A lecture by a major in the evening as to medical organization and medical attitude towards the men. The aim was to make an efficient army as large and fit as possible with no regard to sentiment. A man with a small leakage of the heart remains at his post. In some few years the break would come more quickly because he was at the Front. Then he dwelt at some length with the two filth diseases. The one regarded by the men as much as a joke. G. was really the worst for intense suffering and violent death.
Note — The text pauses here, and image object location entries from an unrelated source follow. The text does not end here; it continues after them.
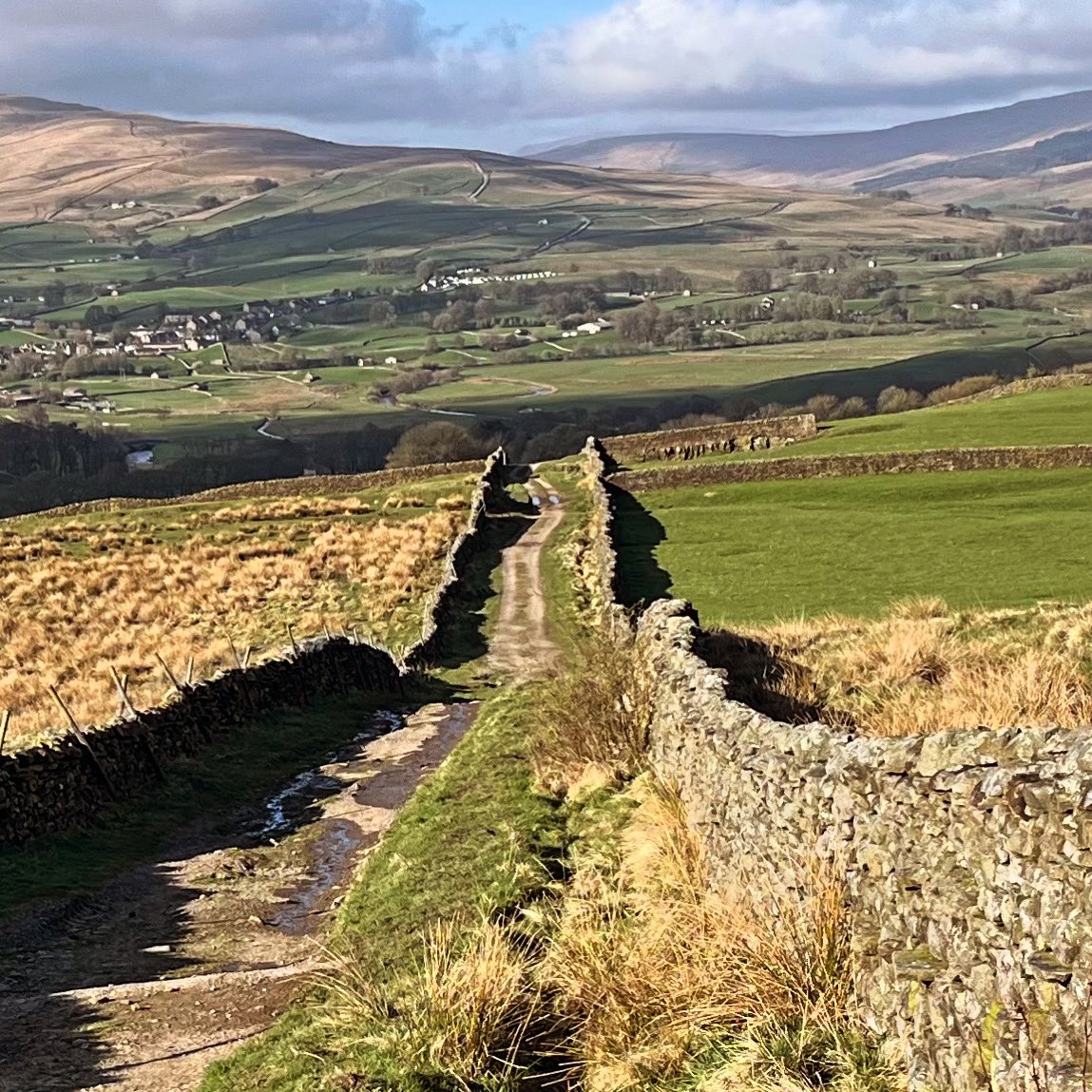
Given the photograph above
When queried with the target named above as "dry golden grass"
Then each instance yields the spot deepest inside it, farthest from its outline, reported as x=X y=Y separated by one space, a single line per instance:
x=925 y=668
x=463 y=1020
x=81 y=598
x=595 y=718
x=652 y=968
x=639 y=976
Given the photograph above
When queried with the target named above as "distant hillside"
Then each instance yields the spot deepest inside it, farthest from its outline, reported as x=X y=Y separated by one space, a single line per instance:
x=1040 y=149
x=60 y=160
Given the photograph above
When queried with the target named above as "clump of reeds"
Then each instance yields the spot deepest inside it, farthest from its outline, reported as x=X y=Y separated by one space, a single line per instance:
x=644 y=977
x=595 y=716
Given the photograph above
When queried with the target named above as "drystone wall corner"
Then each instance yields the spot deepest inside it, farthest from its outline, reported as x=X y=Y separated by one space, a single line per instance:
x=967 y=860
x=65 y=783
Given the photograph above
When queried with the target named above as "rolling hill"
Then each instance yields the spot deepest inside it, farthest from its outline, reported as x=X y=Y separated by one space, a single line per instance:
x=61 y=160
x=1038 y=149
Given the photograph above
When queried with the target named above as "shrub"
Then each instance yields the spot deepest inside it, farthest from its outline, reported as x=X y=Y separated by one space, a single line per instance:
x=825 y=407
x=854 y=407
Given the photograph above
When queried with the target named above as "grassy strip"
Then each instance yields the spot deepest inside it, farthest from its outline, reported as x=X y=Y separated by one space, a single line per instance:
x=474 y=835
x=235 y=771
x=782 y=549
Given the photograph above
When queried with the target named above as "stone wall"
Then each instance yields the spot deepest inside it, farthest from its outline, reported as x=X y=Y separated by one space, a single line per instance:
x=596 y=563
x=967 y=857
x=65 y=783
x=687 y=444
x=821 y=467
x=441 y=603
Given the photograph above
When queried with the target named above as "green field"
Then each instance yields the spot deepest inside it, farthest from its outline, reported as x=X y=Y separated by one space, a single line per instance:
x=757 y=552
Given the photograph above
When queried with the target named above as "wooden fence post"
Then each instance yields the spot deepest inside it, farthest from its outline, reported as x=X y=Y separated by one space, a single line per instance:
x=170 y=675
x=85 y=741
x=123 y=684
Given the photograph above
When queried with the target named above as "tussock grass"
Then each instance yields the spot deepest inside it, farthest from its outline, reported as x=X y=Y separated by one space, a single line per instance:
x=922 y=668
x=655 y=972
x=595 y=717
x=80 y=598
x=462 y=1019
x=637 y=976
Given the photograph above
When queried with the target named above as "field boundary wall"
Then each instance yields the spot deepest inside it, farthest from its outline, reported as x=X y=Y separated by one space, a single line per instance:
x=860 y=466
x=967 y=857
x=684 y=444
x=64 y=783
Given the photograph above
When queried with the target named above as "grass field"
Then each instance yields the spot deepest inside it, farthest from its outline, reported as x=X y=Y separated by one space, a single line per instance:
x=747 y=554
x=85 y=594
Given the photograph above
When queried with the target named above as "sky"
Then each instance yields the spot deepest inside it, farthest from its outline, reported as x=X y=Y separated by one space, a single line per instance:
x=508 y=77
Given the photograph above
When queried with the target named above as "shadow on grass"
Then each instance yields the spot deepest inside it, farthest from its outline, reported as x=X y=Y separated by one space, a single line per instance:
x=639 y=579
x=462 y=637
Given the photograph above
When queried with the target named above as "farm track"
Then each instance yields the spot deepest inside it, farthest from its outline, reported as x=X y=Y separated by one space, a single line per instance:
x=140 y=985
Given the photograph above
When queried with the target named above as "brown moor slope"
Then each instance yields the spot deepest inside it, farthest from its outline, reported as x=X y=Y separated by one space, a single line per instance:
x=1035 y=149
x=57 y=156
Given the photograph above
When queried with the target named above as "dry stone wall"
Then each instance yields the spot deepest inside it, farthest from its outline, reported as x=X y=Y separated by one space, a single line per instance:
x=967 y=855
x=684 y=444
x=65 y=783
x=967 y=858
x=823 y=467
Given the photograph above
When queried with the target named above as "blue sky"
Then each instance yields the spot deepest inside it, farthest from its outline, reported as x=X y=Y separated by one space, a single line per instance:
x=505 y=77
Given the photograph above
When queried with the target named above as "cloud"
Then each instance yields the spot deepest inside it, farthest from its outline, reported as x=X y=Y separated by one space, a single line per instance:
x=776 y=55
x=365 y=67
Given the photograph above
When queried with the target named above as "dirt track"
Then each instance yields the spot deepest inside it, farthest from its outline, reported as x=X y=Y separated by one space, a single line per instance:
x=521 y=646
x=162 y=971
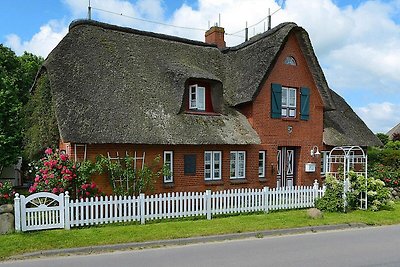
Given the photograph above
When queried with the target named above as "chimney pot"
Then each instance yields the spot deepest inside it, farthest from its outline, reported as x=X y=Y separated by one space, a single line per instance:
x=215 y=35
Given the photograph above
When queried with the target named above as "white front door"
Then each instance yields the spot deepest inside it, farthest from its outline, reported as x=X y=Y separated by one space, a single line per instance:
x=286 y=167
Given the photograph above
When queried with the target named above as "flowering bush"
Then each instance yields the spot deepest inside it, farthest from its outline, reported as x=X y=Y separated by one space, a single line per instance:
x=6 y=193
x=57 y=174
x=387 y=174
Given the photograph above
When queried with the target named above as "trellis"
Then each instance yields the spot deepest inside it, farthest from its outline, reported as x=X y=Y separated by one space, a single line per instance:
x=341 y=161
x=121 y=181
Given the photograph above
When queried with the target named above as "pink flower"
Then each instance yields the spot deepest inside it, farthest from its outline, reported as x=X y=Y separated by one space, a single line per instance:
x=32 y=189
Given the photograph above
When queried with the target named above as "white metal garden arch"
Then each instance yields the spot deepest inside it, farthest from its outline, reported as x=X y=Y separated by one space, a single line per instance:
x=342 y=160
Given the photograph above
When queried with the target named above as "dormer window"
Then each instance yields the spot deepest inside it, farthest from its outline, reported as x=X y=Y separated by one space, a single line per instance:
x=197 y=97
x=203 y=97
x=290 y=61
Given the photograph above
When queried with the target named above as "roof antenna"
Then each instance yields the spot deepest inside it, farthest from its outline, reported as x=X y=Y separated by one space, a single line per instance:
x=246 y=31
x=89 y=11
x=269 y=19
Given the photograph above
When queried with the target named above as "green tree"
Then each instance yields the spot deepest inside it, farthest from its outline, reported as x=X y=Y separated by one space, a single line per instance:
x=383 y=137
x=16 y=77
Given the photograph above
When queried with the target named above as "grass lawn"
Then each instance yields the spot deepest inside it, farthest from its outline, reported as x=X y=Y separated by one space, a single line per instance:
x=19 y=243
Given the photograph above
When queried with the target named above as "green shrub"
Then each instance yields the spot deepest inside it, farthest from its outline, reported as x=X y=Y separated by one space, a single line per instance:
x=332 y=200
x=379 y=196
x=6 y=193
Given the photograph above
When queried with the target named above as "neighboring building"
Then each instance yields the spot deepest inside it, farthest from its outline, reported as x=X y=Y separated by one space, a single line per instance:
x=394 y=131
x=243 y=116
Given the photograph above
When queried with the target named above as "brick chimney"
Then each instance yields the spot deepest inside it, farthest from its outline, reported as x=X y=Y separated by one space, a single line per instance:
x=215 y=35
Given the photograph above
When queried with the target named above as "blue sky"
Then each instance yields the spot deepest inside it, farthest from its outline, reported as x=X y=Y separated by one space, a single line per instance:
x=357 y=42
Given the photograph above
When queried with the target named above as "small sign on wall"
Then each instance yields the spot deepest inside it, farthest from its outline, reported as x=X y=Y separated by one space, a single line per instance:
x=310 y=167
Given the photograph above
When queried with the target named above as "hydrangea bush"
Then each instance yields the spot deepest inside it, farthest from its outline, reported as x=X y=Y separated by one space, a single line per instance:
x=56 y=173
x=6 y=193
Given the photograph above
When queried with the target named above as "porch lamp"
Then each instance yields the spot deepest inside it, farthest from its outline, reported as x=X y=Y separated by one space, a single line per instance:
x=314 y=151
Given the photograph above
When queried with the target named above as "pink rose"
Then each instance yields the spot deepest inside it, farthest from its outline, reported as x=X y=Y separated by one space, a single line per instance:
x=63 y=157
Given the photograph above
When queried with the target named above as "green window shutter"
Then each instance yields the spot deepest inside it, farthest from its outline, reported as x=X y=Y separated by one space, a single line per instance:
x=276 y=101
x=305 y=104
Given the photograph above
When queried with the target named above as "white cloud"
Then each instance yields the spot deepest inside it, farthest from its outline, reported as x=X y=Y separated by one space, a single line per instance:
x=357 y=46
x=380 y=117
x=42 y=42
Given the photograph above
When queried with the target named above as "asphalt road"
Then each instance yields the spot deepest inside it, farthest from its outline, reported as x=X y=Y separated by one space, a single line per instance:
x=372 y=246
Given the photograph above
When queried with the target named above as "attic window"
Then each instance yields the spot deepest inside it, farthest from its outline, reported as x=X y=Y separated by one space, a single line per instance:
x=197 y=97
x=290 y=61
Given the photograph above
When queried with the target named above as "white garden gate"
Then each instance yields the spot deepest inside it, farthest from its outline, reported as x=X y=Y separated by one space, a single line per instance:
x=342 y=160
x=41 y=211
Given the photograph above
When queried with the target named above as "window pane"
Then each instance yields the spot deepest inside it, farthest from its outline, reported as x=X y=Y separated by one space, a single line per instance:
x=292 y=97
x=207 y=165
x=284 y=96
x=201 y=98
x=192 y=96
x=233 y=165
x=217 y=165
x=261 y=164
x=241 y=164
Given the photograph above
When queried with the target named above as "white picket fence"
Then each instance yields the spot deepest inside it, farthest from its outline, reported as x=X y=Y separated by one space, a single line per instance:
x=111 y=209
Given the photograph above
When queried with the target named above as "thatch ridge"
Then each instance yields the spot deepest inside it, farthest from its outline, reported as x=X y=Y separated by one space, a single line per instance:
x=343 y=127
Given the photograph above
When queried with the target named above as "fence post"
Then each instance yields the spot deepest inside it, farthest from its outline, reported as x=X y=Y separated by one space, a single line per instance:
x=67 y=224
x=315 y=187
x=142 y=210
x=17 y=213
x=265 y=199
x=208 y=204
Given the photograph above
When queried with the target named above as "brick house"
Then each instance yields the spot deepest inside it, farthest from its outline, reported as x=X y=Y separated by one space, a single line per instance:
x=220 y=117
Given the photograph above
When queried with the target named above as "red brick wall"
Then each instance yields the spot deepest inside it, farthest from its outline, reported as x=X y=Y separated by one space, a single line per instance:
x=184 y=182
x=274 y=132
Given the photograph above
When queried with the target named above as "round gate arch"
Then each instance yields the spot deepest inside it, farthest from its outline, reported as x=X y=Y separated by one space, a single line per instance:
x=343 y=159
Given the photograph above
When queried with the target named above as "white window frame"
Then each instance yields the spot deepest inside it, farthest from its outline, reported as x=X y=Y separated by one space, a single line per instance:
x=197 y=97
x=213 y=166
x=261 y=164
x=170 y=166
x=289 y=109
x=324 y=162
x=237 y=169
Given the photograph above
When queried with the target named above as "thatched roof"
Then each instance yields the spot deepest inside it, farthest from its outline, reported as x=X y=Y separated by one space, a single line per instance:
x=394 y=130
x=343 y=127
x=117 y=85
x=250 y=63
x=112 y=84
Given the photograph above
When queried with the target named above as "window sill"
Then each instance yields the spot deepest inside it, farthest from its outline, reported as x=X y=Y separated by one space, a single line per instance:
x=169 y=185
x=238 y=181
x=290 y=119
x=205 y=113
x=214 y=182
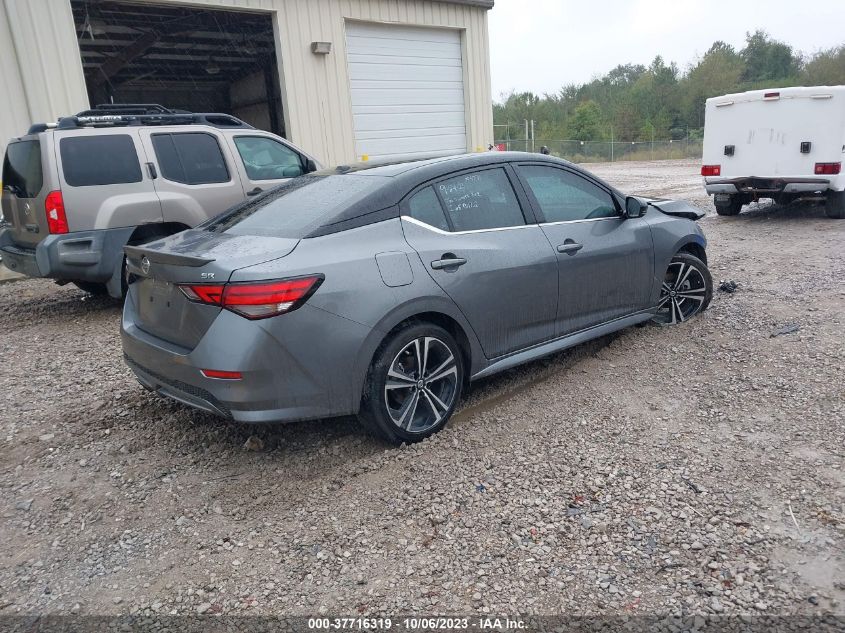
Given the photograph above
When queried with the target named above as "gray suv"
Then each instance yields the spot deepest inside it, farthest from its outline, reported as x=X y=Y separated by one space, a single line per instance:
x=75 y=193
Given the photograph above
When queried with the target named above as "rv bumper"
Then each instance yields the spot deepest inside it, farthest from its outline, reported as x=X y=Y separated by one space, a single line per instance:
x=765 y=186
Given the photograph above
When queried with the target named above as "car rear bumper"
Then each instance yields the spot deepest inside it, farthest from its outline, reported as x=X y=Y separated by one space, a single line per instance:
x=79 y=256
x=764 y=186
x=299 y=366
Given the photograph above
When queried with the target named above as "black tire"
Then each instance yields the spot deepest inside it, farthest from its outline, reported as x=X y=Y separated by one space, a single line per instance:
x=92 y=287
x=835 y=205
x=393 y=381
x=732 y=207
x=687 y=290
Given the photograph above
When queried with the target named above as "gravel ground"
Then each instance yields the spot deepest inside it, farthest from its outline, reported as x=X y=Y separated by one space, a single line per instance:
x=692 y=469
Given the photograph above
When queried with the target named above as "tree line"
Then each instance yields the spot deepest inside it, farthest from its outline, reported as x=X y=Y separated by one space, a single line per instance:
x=637 y=103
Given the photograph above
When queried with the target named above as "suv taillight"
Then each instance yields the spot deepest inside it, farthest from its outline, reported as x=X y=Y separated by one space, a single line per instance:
x=54 y=206
x=256 y=300
x=828 y=169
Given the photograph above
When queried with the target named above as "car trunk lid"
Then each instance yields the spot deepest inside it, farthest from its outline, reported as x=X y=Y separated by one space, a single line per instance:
x=24 y=192
x=192 y=257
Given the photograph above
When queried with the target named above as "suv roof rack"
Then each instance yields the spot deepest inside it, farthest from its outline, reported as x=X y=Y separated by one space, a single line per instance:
x=129 y=108
x=97 y=118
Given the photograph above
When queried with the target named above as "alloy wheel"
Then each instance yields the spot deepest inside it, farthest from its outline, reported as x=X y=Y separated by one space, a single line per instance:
x=682 y=294
x=421 y=385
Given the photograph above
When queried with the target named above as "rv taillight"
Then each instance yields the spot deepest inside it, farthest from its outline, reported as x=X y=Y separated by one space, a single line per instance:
x=828 y=169
x=54 y=206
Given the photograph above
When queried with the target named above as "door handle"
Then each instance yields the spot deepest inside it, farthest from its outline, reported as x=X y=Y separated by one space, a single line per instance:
x=570 y=247
x=448 y=262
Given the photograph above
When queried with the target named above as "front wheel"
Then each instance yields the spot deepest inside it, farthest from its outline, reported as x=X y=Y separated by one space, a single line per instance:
x=413 y=385
x=687 y=290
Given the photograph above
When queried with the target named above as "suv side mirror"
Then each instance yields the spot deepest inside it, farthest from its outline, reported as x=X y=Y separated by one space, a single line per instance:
x=634 y=207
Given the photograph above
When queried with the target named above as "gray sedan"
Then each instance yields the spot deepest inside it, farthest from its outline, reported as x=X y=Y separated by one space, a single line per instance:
x=382 y=291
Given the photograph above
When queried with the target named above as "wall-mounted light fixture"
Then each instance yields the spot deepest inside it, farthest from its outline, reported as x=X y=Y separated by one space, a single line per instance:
x=321 y=48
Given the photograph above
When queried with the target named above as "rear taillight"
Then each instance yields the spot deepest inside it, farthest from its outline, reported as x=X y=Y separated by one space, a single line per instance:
x=54 y=206
x=827 y=169
x=256 y=300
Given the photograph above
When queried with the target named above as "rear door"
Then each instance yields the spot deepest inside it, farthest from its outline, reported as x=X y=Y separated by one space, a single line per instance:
x=477 y=243
x=23 y=191
x=606 y=262
x=263 y=161
x=103 y=182
x=196 y=178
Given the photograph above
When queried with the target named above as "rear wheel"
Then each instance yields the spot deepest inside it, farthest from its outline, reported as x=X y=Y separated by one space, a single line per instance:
x=687 y=290
x=92 y=287
x=413 y=385
x=731 y=206
x=835 y=205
Breaking out is spinal meningitis and other things. At first they treated them in hospital and kept them until cured but this took a large number of the men from the Front. It had become a popular way of retiring from the action. Making inquires in one part especially pested, women were found there who agreed, on payment of 5 francs, to give men their disease and thus a trip to a safe place. They are now doctored up quickly and sent back. They will, in a few years, find themselves a hopeless wreck but the war must have men. The other which all know is much more incurable and contagious. The victims of this have to be taken away for, from them, the disease can be caught by the innocent. It seems heartlessly cruel, this attitude of sending them back to the trenches but perhaps it is not worse than death by gunfire.